To assess the extent to which CMS’s enrollment-screening procedure for verifying medical providers’ and suppliers’ practice locations was implemented to prevent and detect the enrollment of ineligible or potentially fraudulent Medicare providers and suppliers into PECOS, GAO matched the list of 980,974 providers and suppliers present in PECOS on March 29, 2013, and DMEPOS suppliers on April 6, 2013, to the USPS Address Matching System Application Program Interface. Of the 980,974 addresses, 105,234 (about 11 percent) appeared in the USPS software as a CMRA, a vacant address, or an invalid address. For those addresses, GAO selected a generalizable stratified random sample of 496 addresses and confirmed the eligibility of each of the 496 sampled practice location addresses using Google Maps, Internet searches, or physical site visits.
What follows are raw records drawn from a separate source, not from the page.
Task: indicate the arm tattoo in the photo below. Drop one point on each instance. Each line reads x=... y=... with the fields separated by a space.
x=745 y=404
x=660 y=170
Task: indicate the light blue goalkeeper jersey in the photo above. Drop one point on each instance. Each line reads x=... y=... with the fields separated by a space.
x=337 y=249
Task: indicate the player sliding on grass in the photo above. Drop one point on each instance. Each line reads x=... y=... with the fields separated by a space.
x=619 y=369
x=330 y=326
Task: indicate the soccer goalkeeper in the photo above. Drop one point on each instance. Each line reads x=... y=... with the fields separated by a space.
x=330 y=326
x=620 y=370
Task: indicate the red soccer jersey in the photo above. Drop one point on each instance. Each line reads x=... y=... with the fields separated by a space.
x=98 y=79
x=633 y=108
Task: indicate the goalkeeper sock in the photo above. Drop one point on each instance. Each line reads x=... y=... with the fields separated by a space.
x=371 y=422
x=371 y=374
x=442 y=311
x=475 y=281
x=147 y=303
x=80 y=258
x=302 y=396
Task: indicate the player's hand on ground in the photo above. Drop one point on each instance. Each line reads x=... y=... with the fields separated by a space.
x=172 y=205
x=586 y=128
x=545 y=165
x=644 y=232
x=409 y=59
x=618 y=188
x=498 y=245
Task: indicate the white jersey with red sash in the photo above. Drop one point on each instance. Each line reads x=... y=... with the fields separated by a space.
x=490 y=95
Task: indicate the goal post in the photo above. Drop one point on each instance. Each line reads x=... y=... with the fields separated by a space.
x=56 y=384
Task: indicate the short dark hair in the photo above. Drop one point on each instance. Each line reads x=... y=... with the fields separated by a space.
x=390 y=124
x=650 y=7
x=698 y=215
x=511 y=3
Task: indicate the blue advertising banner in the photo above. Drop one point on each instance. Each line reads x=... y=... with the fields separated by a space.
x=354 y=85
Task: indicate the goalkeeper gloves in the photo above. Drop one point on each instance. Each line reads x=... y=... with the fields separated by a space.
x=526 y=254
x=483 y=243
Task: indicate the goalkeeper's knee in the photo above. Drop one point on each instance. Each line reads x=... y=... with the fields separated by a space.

To calculate and report on the amount of Medicare claims paid to these potentially ineligible providers and suppliers, GAO matched their provider and supplier National Provider Identifier number with claims paid from 2005 to 2013, the period for which CMS had claims data available.

To assess the extent to which CMS’s verification of physicians’ licensure status was implemented to prevent and detect the enrollment of ineligible or potentially fraudulent Medicare providers into PECOS, GAO matched the list of physicians (who are categorized as providers) present in PECOS to the FSMB licensure data from March 31, 2014. GAO calculated Medicare claims paid from 2005 to 2013 for those physicians that received a suspension or revocation of their medical license while enrolled in PECOS. This analysis included the time the physician was actively suspended or revoked and in some cases the time when the provider could have been barred from the Medicare program for not reporting an adverse action.

Table 15 in appendix V lists the programs GAO identified that might have opportunities for cost savings.



[1]The five MACs were selected to include some with larger numbers of physicians serviced, some that met and some that did not meet the accuracy threshold in CMS’s provider enrollment performance evaluation, some that participated in the automated screening process, and some that did not (to capture additional possible checks that some MACs performed on providers’ enrollment information through this process), and some that served more than one jurisdiction to maximize the number of states included in the review.

Agency Comments & GAO Contact

In their comments to the June 2015 report on which this analysis is based, HHS agreed with the two recommendations and noted that it plans to take steps to address them. For example, HHS plans to configure the provider and supplier address-verification system in PECOS to flag CMRAs, vacancies, invalid addresses, and other potentially questionable practice locations. Because HHS has not yet initiated specific actions to implement GAO’s recommendations, it is too early for GAO to determine whether the actions the agency outlined in its official comments on a draft of this report would fully address the intent of the recommendations. However, if effectively implemented, the actions could prevent ineligible providers from enrolling into the Medicare program and obtaining Medicare funds, thus potentially reducing the amount of improper payments. GAO plans to continue to monitor the agency’s efforts in this area.

GAO provided a draft of this report section to HHS for review and comment. The department did not provide comments on the report section.